Заметив, что гости объезжают коней, к ним неспешно спустился один из почтенных стариков. Через шамагира похвалил передовщика, назвав его — олонхо. При этом сказал, что нынче ездить на конях нельзя. Джесегей-айыы — покровитель коневодства и Сюгэ тойон — громовержец могут рассердиться.

К полудню в котлах йохов опять сварилось мясо, запахло кашей для гостей и пекущейся стряпней. От юрт снова пришли посыльные, пригласили передовщика с лучшими людьми для разговора о мене.

От одной мысли, что придется целый день сидеть и есть, Пенде стало не по себе. Но в верховьях реки ждали товарищи. Они, как о чуде, думали о сиротских лепешках и вылизывали остатки соли, которая у йохов присыпалась скоту.

Пенда позвал Федотку. С двумя толмачами они вновь пошли к юртам. В тот день князец расспрашивал о товарах и все удивлялся, что с верховий реки привезли соболей.

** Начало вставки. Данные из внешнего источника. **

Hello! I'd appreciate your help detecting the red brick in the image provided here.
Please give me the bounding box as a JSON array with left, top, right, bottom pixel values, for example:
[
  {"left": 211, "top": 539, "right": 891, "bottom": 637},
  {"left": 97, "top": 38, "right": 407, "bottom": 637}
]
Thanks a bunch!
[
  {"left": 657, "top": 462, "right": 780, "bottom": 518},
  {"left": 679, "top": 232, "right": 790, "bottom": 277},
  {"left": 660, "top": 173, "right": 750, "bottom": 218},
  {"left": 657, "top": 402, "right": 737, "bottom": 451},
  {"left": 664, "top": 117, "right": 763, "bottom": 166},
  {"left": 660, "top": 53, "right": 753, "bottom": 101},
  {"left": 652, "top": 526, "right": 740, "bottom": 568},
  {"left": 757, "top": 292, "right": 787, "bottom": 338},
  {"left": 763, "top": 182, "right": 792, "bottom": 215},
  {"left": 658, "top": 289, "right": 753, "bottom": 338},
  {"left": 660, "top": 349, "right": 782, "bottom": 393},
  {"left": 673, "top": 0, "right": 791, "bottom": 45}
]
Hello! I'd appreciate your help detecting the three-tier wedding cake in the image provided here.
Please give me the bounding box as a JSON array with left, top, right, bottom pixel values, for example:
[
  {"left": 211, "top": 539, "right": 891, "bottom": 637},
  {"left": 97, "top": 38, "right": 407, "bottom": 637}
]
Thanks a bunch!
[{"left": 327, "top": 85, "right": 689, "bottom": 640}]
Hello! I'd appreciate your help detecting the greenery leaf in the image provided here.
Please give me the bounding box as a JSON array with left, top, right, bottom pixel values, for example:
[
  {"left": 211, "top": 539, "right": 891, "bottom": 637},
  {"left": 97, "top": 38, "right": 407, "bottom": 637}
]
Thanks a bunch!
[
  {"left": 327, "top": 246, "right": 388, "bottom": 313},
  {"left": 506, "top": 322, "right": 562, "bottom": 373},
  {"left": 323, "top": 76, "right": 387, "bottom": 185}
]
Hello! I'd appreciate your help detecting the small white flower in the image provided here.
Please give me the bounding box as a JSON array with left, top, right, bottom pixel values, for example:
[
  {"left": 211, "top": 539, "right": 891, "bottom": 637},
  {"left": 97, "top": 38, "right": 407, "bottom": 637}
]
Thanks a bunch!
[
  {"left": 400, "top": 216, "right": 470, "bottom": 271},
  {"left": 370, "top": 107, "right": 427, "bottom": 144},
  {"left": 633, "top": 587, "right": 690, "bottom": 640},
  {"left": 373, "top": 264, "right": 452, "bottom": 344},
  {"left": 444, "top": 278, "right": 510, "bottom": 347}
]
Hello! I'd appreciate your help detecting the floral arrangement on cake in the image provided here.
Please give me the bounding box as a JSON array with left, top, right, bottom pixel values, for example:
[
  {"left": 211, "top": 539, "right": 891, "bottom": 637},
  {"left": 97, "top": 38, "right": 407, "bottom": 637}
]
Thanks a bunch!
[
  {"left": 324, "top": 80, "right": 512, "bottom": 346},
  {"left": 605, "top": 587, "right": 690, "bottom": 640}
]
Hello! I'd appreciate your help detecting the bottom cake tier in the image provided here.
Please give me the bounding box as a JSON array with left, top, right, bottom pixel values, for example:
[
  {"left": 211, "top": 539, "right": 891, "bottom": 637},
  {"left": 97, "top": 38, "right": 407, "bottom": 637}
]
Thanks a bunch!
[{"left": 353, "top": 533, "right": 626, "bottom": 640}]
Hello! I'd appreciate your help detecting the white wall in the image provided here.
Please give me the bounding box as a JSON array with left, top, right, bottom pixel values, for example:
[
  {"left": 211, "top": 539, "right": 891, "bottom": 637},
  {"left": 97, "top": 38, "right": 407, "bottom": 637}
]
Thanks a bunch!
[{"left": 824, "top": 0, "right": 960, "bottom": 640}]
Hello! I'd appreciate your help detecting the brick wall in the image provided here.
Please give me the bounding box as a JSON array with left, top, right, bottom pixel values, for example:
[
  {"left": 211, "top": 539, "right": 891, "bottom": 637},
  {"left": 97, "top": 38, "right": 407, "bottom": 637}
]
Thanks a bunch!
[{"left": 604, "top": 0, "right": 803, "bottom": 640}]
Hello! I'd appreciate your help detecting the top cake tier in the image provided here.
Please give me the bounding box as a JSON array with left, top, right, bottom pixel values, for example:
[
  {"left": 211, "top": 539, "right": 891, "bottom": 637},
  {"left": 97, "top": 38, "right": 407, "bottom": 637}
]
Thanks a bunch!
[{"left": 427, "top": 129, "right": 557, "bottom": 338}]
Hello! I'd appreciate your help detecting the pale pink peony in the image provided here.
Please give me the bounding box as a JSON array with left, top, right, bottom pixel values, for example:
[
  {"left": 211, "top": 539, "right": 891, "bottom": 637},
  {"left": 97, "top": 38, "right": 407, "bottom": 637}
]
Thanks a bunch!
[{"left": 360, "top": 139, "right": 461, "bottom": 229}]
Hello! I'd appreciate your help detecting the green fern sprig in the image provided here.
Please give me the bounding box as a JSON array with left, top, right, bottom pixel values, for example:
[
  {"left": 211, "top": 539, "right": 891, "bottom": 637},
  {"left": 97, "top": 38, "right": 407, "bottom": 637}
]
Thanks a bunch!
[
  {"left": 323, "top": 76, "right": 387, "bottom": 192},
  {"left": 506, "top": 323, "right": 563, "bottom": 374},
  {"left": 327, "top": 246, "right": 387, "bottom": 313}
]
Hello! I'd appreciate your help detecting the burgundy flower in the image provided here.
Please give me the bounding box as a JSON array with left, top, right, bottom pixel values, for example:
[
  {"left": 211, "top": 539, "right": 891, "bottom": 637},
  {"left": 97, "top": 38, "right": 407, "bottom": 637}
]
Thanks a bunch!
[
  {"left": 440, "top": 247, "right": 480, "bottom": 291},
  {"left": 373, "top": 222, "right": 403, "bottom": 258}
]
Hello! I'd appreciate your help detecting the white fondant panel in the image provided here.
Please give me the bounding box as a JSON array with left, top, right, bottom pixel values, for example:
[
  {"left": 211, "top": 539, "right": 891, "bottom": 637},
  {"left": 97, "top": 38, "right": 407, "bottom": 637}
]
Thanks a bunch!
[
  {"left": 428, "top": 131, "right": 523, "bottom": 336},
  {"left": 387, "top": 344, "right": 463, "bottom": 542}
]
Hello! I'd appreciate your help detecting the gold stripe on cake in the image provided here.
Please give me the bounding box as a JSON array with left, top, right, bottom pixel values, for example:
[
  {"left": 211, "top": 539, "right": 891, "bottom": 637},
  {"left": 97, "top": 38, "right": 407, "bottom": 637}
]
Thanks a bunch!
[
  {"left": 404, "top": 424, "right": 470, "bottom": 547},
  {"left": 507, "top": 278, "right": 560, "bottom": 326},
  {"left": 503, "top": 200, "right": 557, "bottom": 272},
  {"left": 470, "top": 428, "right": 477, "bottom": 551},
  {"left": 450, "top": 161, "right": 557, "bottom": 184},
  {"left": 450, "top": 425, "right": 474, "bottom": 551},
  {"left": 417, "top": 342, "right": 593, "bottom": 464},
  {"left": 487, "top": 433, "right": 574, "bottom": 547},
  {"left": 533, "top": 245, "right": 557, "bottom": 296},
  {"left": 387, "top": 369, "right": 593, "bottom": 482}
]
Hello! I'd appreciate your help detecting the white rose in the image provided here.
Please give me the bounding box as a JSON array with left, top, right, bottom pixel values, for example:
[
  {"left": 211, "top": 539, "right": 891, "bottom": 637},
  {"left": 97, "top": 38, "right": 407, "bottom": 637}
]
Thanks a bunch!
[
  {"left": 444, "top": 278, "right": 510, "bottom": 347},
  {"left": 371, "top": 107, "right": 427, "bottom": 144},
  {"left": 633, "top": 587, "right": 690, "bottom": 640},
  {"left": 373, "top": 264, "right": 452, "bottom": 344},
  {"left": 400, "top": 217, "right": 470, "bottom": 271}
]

Посоветовавшись, йохи показали гостям излишки проса и овса. Передовщик с Федоткой сторговали все предложенное им за рухлядь. А также наменяли коровьего масла пуда с три да грязной, смешанной с землей соли пудов с двадцать. По наказу передовщика Ивашка тайком взял в струг один из конских черепов, валявшихся на берегу. По казачьим, да и по московским поверьям, конские кости защищали дом от нечисти.

На другой день поднялась ватага в сумерках. Студеной ночью забереги прихватило коркой хрусткого льда. Мелкие заливы и вовсе промерзли. Помолившись на первые лучи солнца, ертаулы привычно разобрали шесты и бечевы. С тихой песней повлекли струги вверх по выстывающей реке. Хрустел под ногами лед заберегов. Но к полудню солнце стало припекать, и отошла, ожив, мошка.

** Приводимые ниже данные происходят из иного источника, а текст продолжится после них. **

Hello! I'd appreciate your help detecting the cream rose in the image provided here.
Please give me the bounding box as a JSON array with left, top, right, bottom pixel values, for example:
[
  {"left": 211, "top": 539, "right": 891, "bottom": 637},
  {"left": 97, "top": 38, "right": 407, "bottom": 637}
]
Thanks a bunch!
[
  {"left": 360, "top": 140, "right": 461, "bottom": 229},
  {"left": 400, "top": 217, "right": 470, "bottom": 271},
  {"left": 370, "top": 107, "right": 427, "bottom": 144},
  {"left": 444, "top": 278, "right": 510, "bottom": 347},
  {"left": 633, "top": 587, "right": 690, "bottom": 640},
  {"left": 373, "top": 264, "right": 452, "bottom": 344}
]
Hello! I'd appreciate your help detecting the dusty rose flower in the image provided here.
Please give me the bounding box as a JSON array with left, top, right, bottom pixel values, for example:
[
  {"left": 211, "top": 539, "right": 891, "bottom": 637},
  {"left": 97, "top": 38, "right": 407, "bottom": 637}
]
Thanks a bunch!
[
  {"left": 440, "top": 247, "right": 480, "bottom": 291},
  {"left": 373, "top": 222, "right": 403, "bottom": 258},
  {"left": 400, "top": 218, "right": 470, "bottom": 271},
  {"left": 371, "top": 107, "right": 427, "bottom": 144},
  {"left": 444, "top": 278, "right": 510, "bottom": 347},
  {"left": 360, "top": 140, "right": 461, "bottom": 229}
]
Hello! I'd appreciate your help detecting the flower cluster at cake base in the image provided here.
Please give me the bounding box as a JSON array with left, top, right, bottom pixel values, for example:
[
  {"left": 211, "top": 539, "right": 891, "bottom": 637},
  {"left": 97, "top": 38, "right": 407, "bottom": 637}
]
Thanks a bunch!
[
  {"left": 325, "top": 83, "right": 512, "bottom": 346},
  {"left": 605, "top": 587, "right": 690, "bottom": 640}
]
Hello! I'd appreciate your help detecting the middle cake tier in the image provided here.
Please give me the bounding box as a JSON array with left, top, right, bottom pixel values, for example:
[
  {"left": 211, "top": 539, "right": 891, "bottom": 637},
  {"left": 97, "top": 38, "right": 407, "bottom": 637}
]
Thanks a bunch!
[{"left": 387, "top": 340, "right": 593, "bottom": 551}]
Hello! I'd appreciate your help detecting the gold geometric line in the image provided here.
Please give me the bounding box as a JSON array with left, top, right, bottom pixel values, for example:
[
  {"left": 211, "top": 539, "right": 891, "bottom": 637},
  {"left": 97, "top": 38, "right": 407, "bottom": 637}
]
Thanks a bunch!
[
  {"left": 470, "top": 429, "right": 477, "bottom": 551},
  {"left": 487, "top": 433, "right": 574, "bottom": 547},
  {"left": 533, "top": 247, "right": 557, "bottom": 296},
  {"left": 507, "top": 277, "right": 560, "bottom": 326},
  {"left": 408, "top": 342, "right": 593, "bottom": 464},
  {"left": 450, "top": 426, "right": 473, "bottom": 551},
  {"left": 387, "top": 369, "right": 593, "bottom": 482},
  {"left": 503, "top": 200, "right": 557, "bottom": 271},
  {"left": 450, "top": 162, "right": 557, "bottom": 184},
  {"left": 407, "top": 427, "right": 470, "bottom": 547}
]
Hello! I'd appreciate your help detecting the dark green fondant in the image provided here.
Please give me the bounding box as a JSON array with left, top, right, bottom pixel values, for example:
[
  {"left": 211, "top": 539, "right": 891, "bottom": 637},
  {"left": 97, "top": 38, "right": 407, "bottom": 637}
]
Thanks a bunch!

Медленно двигались против течения груженые струги. За день не проходили трети того, что налегке сплывали по течению на веслах. Шамагир от нетерпения и медленной ходьбы так извелся, что забегал по берегу кругами. Его отпустили, щедро наградив за труды. Когда ватажные проходили мимо прежнего урыкита, там уж и угли выстыли.

Тунгусы откочевали за своим лесным счастьем, оставили после себя лишь примятую траву, обглоданный оленями мох да присыпанные землей кострища. Ертаулы хотели было ночевать на их месте, но Синеулька воспротивился, объясняя, что всякий род, кочуя с места на место, убегает от злых духов и сбивает их со следа. Духи мечутся по оставленному урыкиту. Могут наброситься на путников, если те по неосторожности остановятся на чужом месте.

Ватажные выслушали толмача и решили не дразнить здешнюю нечисть. Взявшись за шесты и бечевы, шли дотемна, пока не отыскали места, удобного для ночлега.

Холодало. В пасмурные дни сыпала с неба крупка. С севера, следом за птичьими стаями, настырно ползли велесовы быки — тучи серые. Дул студеный ветер. Струги то и дело обрастали льдом. Местами приходилось просекаться сквозь застывшие заводи. Зато прибило гнус и не мочило дождями.

Были ертаулы уже где-то неподалеку от устья полноводной реки, впадавшей в Лену с правой стороны.
К ночи, едва развели костер, закружился в воздухе крупный снег, ложась на желтую траву, на черную воду реки. Становился он гуще и гуще, плотно укрывая невыстывшую землю. Пришлось спешно сооружать возле костра навес из веток и коры. Под ним и просушились. Наутро снег поредел, но не прекратился. Подкрепившись едой и питьем, не стали промышленные ждать ясной погоды, но пошли по заметенному берегу, чтобы не застала в пути зима.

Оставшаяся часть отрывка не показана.